Several months before our fifth anniversary, I realized that we were on track to be able to afford a vacation (we hadn’t really taken one at all since our honeymoon, unless out-of-town weddings count? visiting friends in Texas?). Like most young couples, we started off in debt…school loans and vehicle loans and absolutely zero savings (we paid for our own wedding too, remember?). So yeah, we were wiped out! We worked hard and lived well within our means to get out of debt. God blessed our financial decisions and we were able to do immeasurably more than what I had envisioned the moment I saw that +hpt. We were debt free (besides mortgages…we still have several of those!), we had a few houses under our belt and we were finally to the point that we “allowed” ourselves to set up a vacation fund…and we actually left money in it! (We often decided that we’d rather have something to show for our money once we got a nice little chunk saved…like stainless appliances or whatever. But as our kids have grown, we’ve definitely started taking family vacations. If you can afford that, I’d suggest it! The memories are priceless and you can get new appliances when the kids move out. ‘Cause they’re going to. Sooner than later. *sniff*)

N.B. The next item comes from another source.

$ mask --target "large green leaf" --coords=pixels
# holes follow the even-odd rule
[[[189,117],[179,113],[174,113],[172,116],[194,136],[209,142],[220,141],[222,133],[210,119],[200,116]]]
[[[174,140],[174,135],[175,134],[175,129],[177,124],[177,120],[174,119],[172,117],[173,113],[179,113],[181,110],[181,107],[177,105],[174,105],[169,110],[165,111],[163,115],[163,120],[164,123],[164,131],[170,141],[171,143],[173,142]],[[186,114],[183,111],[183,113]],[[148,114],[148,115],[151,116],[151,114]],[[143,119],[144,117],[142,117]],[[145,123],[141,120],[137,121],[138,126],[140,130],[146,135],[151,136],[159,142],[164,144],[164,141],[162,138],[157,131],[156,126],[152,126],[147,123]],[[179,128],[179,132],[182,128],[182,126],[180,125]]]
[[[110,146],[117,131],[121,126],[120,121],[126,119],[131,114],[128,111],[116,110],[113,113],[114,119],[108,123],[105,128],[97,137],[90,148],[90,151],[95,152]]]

So anyway, all that to say that we went to New York for our fifth anniversary. And it was a huge deal! And it is still a huge deal even seven years later! That trip was a milestone. It was a reward. It was a celebration. It was the end of an era. It was the moment my husband got/appreciated/respected my desire to set aside money for traveling. I was in my first trimester with our second son, after years of secondary infertility. On and on and on…It just has so many memories tied to it, I never want to forget it or what it represents for us or where we were in our lives or how God brought us to that point. I want to soak in every memory of that as often as I can.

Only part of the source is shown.